Question

An object with a mass of `2 kg` is traveling in a circular path of a radius of `4 m`. If the object's angular velocity changes from `4 Hz` to `5 Hz` in `3 s`, what torque was applied to the object?

Answer 1

We will need to know the angular acceleration that existed during those 3 s. If this was a linear motion problem we could use the suvat formula
`v = u + a*t`
The equivalent formula in angular motion is
`omega_f = omega_i + alpha*t`

Using that last formula,
`5*(2*pi " radians")/s = 4*(2*pi " radians")/s + alpha*3 s`

Solving for `alpha`,
`alpha = ((2*pi " radians")/s)/(3 s) = 2.09 " radians"/s^2`

Next we need the angular motion equivalent of F=m*a (Newton's 2nd Law). The equivalent is

`tau = I*alpha`

I will assume the object can be considered a point mass. This requires that the dimensions of the object be much smaller than the 4 m radius. With that assumption, the rotational inertia, `I`, of the rotating mass is
`I = m*r^2 = 2 kg*(4 m)^2 = 32 kg*m^2`

So now we can calculate the torque, `tau`.

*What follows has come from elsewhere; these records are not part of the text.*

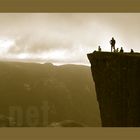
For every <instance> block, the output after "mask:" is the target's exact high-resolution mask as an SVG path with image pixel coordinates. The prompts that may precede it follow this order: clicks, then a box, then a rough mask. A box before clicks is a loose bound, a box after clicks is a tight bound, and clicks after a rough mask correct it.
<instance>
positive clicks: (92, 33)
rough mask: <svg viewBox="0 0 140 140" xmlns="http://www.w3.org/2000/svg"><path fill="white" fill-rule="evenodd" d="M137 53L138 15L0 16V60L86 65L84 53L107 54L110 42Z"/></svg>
mask: <svg viewBox="0 0 140 140" xmlns="http://www.w3.org/2000/svg"><path fill="white" fill-rule="evenodd" d="M112 37H114V38H115V39H116V47H118V48H120V47H123V48H124V50H125V51H130V49H131V48H133V49H134V51H140V14H139V13H133V14H132V13H131V14H130V13H63V14H62V13H0V59H1V60H3V59H4V60H18V61H34V62H51V63H55V64H63V63H78V64H79V63H82V64H89V62H88V59H87V56H86V54H87V53H90V52H93V51H94V50H97V48H98V46H99V45H100V46H101V48H102V50H103V51H110V44H109V41H110V39H111V38H112Z"/></svg>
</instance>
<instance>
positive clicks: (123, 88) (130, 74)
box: [88, 52, 140, 127]
mask: <svg viewBox="0 0 140 140" xmlns="http://www.w3.org/2000/svg"><path fill="white" fill-rule="evenodd" d="M88 59H89V61H90V63H91V71H92V75H93V79H94V81H95V86H96V94H97V100H98V102H99V107H100V114H101V120H102V126H121V127H122V126H140V54H139V53H133V54H130V53H110V52H93V53H91V54H88Z"/></svg>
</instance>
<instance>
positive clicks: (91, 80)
mask: <svg viewBox="0 0 140 140" xmlns="http://www.w3.org/2000/svg"><path fill="white" fill-rule="evenodd" d="M43 102H47V104H48V108H49V109H48V124H51V123H54V122H60V121H65V120H73V121H77V122H80V123H82V124H85V125H87V126H100V117H99V110H98V104H97V101H96V94H95V89H94V86H93V80H92V76H91V71H90V68H89V67H87V66H82V65H62V66H54V65H52V64H37V63H20V62H0V114H1V115H4V116H7V117H8V116H9V108H10V107H12V106H20V107H21V108H22V110H23V124H21V126H28V124H27V116H26V115H27V113H26V112H27V110H28V108H29V107H32V106H34V107H36V108H37V109H38V111H39V119H38V121H39V122H38V123H37V124H36V125H37V126H42V122H43V119H42V114H41V110H40V107H41V105H42V104H43ZM15 121H16V120H15ZM1 123H2V120H1Z"/></svg>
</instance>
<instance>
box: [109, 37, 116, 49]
mask: <svg viewBox="0 0 140 140" xmlns="http://www.w3.org/2000/svg"><path fill="white" fill-rule="evenodd" d="M115 43H116V41H115V39H114V38H113V37H112V39H111V40H110V44H111V52H112V49H114V52H115Z"/></svg>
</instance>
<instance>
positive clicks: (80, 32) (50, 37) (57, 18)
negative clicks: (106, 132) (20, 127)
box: [0, 13, 140, 127]
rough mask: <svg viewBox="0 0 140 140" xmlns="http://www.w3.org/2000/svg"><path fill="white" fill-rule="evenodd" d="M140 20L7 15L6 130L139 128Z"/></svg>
mask: <svg viewBox="0 0 140 140" xmlns="http://www.w3.org/2000/svg"><path fill="white" fill-rule="evenodd" d="M139 25H140V14H139V13H0V127H139V126H140V95H139V94H140V79H139V78H140V53H139V52H140V47H139V44H140V39H139V37H140V28H139Z"/></svg>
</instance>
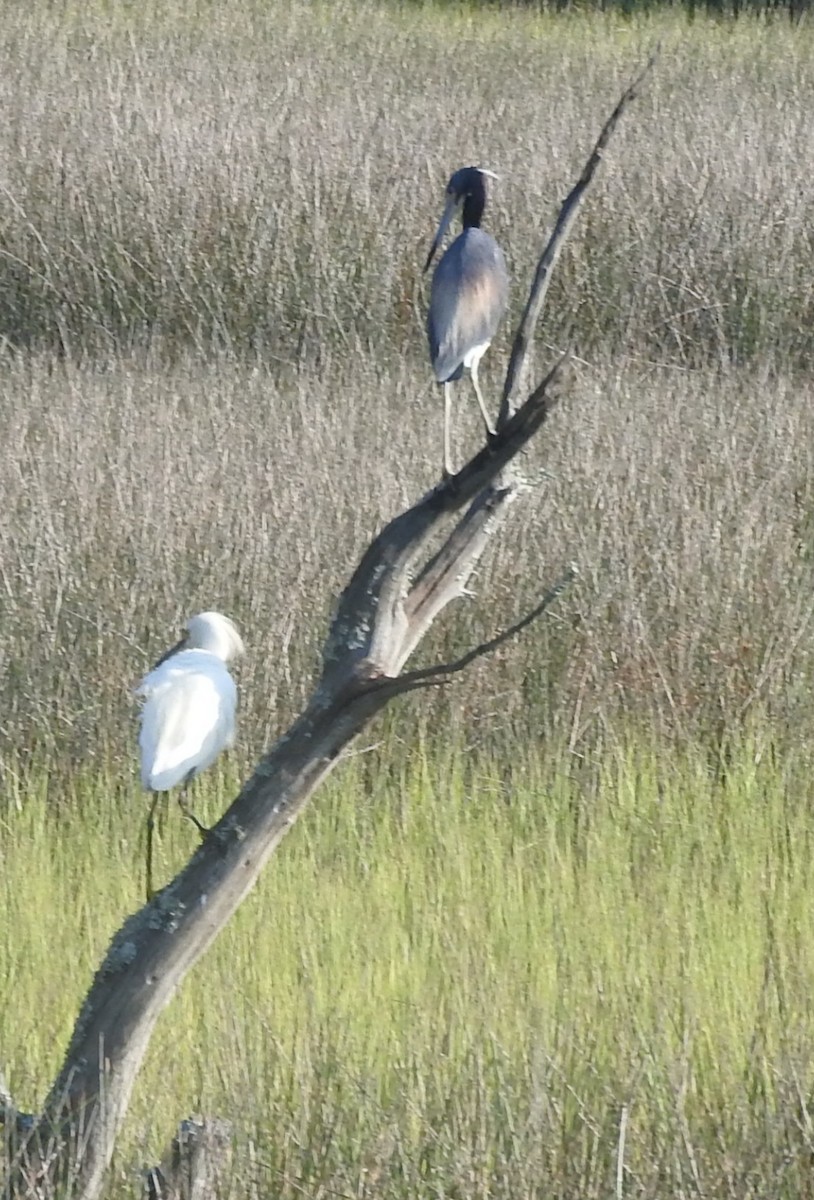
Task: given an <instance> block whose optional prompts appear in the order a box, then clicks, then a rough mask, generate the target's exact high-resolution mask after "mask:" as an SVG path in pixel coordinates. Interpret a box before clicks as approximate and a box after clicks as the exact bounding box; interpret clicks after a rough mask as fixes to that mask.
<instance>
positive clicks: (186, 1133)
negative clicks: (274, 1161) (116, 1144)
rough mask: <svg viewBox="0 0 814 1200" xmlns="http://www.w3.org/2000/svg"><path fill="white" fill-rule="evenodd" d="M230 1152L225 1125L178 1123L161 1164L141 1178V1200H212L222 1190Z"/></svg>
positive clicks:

`tau = 32 kg*m^2 * 2.09 " radians"/s^2 = 67 kg*m^2/s^2`
`tau = 67 N*m`

You might ask how the combination of units `kg*m^2/s^2` simplified into `N*m`. Note that you can group `kg*m/s^2` apart from the other m. And `kg*m/s^2` is the definition of the Newton.

Torque is the product of force and the length of the lever arm. So, we have our answer.

I hope this helps,
Steve